Intracellular Processing of Human Secreted Polymeric Airway Mucins

Abstract

Mucociliary clearance is a crucial component of innate defense of the lung. In respiratory diseases, such as asthma, chronic obstructive pulmonary disease, and cystic fibrosis, mucus with abnormal properties contributes to obstruction of the airways. The failure in function of mucus in airway clearance and pathogen protection leads to chronic infection and risk of death. Polymeric mucins (MUC5AC and MUC5B) provide the structural framework of the airway mucus gel. The intracellular synthesis and assembly of these enormous, polymeric O-linked glycoproteins is a complex, multistage process involving intra- and intermolecular disulfide bond formation and extensive addition of O-glycan chains. The fully formed polymers are packaged in a highly organized and condensed form within secretory granules inside specialized secretory cells, and after the appropriate stimulus, mucins are released and expand to form mucus. This short article brings together the current knowledge on the different steps in the production of mucin polymers and the molecular mechanisms that condense them into a packaged form in secretory granules. It is by unraveling the molecular mechanisms that control intracellular mucin supramolecular structure that we might gain new insight into what determines mucus gel properties in health and disease.

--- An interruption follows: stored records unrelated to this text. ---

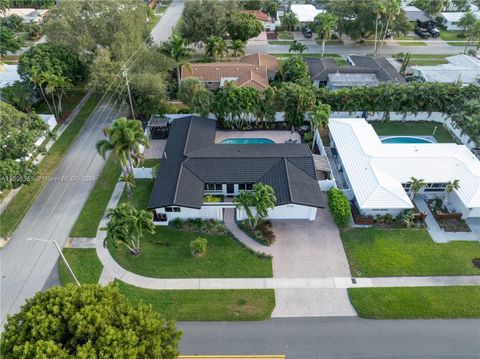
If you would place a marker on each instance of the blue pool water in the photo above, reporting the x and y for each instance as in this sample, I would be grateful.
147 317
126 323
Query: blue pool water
404 139
246 141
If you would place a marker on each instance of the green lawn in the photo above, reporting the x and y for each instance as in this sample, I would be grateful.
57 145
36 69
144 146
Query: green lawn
244 304
167 254
21 203
417 128
375 252
416 302
85 264
140 193
93 210
447 35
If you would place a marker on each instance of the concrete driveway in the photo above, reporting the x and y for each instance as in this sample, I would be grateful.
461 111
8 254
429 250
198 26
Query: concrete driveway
310 249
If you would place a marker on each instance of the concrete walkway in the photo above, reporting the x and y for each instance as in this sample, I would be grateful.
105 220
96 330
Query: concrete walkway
439 235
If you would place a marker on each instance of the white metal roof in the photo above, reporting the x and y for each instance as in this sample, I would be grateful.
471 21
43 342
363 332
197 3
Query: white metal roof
376 171
455 16
305 12
459 68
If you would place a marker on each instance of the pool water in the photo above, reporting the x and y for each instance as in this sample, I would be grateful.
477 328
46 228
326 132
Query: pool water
404 139
246 141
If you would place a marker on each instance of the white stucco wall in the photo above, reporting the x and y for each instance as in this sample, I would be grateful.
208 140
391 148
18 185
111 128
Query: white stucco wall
288 211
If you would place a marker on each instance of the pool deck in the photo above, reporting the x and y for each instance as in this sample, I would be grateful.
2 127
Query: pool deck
276 136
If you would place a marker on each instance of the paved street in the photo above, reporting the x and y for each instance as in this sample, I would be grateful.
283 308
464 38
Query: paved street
163 30
325 338
26 264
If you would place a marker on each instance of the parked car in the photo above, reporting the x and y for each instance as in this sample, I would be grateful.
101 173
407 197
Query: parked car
423 33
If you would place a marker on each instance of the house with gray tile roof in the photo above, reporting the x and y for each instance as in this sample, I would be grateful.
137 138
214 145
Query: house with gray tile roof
193 166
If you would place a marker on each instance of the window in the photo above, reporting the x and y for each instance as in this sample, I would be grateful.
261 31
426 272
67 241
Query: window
245 186
213 187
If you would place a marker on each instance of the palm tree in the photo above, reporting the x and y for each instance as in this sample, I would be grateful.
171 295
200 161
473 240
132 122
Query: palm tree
451 185
124 139
129 180
297 46
319 118
126 225
416 186
324 24
176 48
237 47
289 21
262 198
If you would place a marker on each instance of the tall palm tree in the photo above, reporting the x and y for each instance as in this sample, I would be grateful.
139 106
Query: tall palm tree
126 225
451 186
319 118
416 186
297 46
176 48
262 198
324 24
237 47
124 139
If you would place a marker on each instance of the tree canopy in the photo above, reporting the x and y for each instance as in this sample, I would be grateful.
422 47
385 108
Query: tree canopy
87 322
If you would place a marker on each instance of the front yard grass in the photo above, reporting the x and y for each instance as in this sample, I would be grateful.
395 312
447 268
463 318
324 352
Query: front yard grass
89 219
417 128
375 252
23 200
416 302
225 305
85 264
166 254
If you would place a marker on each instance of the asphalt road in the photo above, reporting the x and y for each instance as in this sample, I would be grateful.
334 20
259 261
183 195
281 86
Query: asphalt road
26 264
322 338
163 30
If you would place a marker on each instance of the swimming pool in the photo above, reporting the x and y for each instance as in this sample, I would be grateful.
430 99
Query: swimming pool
405 139
246 141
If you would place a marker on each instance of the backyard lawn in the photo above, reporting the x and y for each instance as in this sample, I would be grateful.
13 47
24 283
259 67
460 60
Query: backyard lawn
85 264
248 304
375 252
416 302
21 203
93 210
417 128
166 254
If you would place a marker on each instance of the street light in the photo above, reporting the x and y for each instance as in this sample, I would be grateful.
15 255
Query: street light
61 255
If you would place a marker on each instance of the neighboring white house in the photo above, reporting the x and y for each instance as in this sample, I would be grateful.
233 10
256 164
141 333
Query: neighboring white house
379 174
451 19
8 75
27 14
462 68
305 13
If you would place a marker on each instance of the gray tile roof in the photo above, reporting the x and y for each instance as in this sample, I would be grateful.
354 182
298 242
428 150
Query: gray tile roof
191 159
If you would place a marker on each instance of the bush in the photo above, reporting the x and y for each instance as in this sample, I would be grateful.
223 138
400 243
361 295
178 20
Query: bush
339 206
198 246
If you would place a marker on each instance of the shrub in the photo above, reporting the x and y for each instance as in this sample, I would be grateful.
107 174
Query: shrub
198 246
339 206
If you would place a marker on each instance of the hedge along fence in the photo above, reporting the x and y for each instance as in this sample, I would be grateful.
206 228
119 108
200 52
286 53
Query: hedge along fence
339 206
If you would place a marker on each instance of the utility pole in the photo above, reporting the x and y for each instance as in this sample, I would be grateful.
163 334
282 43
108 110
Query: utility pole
125 74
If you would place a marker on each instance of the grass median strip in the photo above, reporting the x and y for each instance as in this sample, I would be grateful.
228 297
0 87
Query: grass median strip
21 203
85 264
93 210
225 305
375 252
416 302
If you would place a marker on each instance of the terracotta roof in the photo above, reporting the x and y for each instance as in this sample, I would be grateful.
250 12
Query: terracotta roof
245 74
260 15
259 59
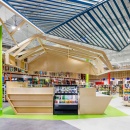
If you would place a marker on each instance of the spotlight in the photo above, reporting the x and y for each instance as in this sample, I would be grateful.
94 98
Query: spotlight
18 29
13 27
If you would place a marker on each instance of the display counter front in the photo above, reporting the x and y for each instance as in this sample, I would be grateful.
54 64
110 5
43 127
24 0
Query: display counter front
63 99
26 100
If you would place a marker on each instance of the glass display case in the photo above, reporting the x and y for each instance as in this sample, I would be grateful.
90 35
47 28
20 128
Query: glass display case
66 99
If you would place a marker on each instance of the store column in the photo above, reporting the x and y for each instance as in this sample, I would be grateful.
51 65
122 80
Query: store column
87 77
1 99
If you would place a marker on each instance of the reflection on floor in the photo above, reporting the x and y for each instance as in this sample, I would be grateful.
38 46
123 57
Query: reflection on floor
111 123
84 122
24 124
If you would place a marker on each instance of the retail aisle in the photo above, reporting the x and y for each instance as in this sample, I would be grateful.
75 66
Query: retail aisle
24 124
118 104
111 123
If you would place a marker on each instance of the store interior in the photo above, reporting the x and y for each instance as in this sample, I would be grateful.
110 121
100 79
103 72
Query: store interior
64 64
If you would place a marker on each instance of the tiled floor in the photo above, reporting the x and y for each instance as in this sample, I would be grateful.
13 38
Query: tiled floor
109 123
24 124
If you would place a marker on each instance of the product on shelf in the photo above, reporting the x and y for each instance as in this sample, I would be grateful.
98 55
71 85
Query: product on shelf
66 99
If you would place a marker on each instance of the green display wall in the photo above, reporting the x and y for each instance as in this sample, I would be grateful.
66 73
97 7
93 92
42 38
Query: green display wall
1 70
87 77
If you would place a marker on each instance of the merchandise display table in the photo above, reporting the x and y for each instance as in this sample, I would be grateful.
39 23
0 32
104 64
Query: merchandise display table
25 100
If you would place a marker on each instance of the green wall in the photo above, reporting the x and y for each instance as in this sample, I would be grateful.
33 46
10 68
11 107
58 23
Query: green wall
1 100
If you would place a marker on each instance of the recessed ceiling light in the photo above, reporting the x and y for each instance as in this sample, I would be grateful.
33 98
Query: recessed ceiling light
18 29
13 27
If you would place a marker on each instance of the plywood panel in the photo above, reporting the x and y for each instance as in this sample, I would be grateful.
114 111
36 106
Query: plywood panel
10 84
85 92
30 90
32 103
56 63
31 97
30 100
94 105
34 110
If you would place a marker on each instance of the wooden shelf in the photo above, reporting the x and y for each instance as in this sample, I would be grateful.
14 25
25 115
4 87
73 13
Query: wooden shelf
34 113
30 94
34 106
30 100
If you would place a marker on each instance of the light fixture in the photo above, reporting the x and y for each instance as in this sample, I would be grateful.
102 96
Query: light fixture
18 29
13 27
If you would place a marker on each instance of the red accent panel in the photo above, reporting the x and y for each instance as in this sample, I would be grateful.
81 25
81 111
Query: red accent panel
99 83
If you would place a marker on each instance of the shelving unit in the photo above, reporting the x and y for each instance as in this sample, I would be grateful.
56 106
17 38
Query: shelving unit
126 94
66 100
4 93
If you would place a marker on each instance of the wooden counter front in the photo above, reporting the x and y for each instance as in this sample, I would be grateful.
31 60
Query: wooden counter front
89 103
30 100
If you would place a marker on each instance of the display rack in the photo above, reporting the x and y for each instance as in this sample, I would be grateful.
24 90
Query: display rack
126 94
66 100
4 93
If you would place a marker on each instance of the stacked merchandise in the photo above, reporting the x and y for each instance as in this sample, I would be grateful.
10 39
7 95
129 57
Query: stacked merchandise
126 95
66 99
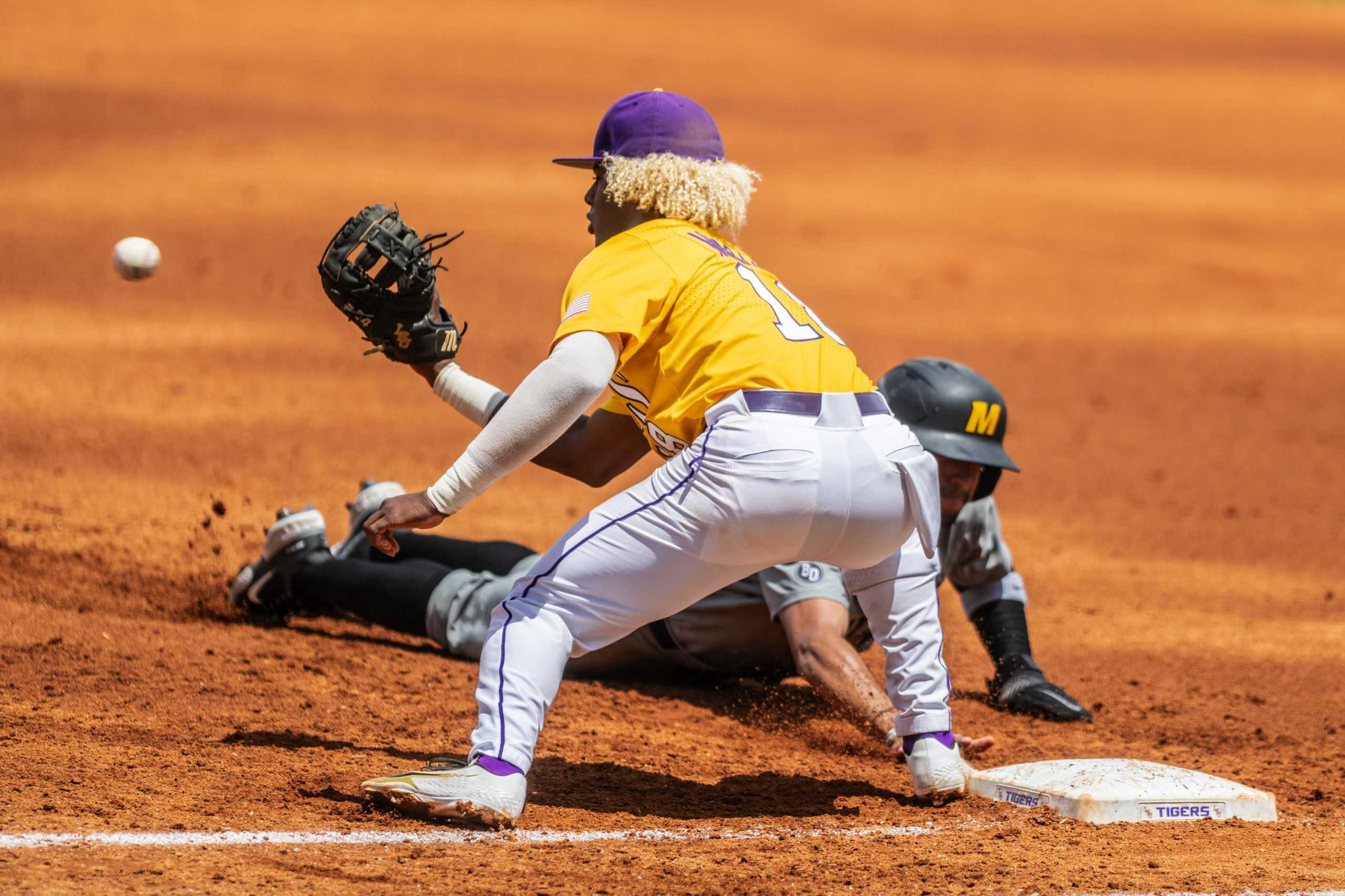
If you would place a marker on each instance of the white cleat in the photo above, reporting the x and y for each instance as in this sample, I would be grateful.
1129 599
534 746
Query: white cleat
938 773
467 793
370 498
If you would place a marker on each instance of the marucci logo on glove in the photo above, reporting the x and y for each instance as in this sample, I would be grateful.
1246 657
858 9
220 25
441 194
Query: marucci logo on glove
381 275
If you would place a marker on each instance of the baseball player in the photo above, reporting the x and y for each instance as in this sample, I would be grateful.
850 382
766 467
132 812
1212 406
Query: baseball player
789 619
962 419
775 447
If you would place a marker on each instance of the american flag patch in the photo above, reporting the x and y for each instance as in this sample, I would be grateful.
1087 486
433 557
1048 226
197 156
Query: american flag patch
577 306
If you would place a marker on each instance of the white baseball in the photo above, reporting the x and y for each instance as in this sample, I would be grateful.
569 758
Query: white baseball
135 259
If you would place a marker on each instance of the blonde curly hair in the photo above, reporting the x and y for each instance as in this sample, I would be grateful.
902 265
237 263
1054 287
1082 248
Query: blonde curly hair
710 194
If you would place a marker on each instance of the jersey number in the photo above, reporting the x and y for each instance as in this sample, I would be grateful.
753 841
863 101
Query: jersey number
784 322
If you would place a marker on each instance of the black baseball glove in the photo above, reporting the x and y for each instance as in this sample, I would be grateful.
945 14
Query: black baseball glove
378 272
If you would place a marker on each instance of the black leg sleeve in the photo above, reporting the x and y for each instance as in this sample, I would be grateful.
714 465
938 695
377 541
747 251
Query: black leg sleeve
479 556
1002 626
390 595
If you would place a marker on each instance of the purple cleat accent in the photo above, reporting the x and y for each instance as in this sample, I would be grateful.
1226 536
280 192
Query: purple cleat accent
942 736
498 766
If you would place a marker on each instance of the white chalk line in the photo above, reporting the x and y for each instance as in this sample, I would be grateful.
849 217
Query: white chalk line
41 840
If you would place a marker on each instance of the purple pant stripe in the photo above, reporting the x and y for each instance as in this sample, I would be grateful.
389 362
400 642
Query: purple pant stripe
509 617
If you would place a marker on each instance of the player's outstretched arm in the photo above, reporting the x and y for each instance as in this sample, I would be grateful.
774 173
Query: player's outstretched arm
545 407
595 450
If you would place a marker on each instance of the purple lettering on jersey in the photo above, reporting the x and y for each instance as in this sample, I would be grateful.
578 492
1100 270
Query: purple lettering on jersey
719 247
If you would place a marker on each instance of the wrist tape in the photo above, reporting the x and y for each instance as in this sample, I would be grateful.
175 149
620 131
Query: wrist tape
467 394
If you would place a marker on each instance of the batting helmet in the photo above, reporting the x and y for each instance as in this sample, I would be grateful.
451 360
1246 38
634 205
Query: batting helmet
954 412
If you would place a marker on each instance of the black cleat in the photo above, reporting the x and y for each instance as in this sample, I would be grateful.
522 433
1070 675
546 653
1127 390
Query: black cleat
1029 693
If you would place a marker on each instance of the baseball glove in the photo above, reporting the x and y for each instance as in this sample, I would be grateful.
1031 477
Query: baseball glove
378 272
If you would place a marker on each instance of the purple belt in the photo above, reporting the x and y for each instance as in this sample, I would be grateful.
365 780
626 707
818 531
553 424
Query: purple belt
809 404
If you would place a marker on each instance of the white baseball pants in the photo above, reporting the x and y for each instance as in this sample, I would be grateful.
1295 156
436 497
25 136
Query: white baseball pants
757 489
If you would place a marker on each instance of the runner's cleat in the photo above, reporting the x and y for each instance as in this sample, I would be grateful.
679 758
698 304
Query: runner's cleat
450 790
1028 692
261 588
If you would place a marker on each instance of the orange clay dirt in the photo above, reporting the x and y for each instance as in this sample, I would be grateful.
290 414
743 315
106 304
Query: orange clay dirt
1127 214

Keywords: MUC5AC; MUC5B; mucin; mucus.

Figure 1.

Schematic diagram of the major airways polymeric mucins, MUC5AC and MUC5B. The multidomain structure of the MUC5B and MUC5AC polypeptides shows the central mucin domains (MDs) that are enriched in serine, threonine, and proline (STP) residues (STP-rich regions) and are the sites of O-glycan attachment. The MD of MUC5B differs in size and sequence to the MD of MUC5AC. The MDs are interrupted and flanked by Cys domains (Cys) that are folded and stabilized by intramolecular disulfide linkages. The N-terminal (D1, D2, D′, D3) and C-terminal (D4, B, C, CK) protein domains share high sequence similarity with related domains in von Willebrand factor (vWF), and in both vWF and mucins these domains are stabilized by intramolecular disulfide bonds and are important for polymer formation. For vWF, a detailed analysis of these domains and their known and predicted disulfide-bond connectivity has been reported by Zhou and colleagues (44). Intermolecular disulfide linkages between CK domains are responsible for dimerization, whereas intermolecular disulfide linkages between D3 domains are responsible for multimerization of the CK-mediated mucin dimers. This assembly process (see Figure 2) produces linear mucin chains.

Figure 2.

Overview of polymeric mucin intracellular assembly and intragranular packaging. Polymeric mucin synthesis is a multistep process. 1) The N- and C-terminal domains and central Cys domains of the mucin polypeptide are folded in the endoplasmic reticulum (ER) via the formation of multiple intramolecular disulfide bonds. 2) The polypeptide then undergoes dimerization through disulfide linkage between C-terminal CK domains (blue squares). 3) After transit to the cis-Golgi network (CGN), O-glycan addition is initiated by the addition of N-acetylgalactosamine (GalNAc) to serine and threonine residues in the central mucin domains via the action of polypeptide-GalNAc transferases. 4) As the polypeptide dimer transits through the Golgi to the trans-Golgi network (TGN), O-glycan chains are elaborated via the action of multiple glycosyltransferases. 5) The O-glycosylated dimers multimerize by intermolecular disulfide linkages between N-terminal D3 domains (red squares). 6) Multimers are then packaged into secretory granules via noncovalent calcium-dependent interactions between N-terminal protein domains. These reversible interactions between mucins are most active at the lower pH of the secretory granule, and are suggested to organize the polymers within the granule. The structure highlighted (in the red dashed-line box) depicts the putative granular form of MUC5B (looped strands emanating from central nodes) observed by electron microscopy (35). Moreover, Kesimer and colleagues (35) localized the N-termini of MUC5B to the central nodes (red circles) of these structures by immuno-electron microscopy. The full mechanistic details of packaging of the large mucin polymers have not yet been elucidated. The charge shielding of the negatively charged mucin glycans by Ca²⁺ ions (37) is not shown.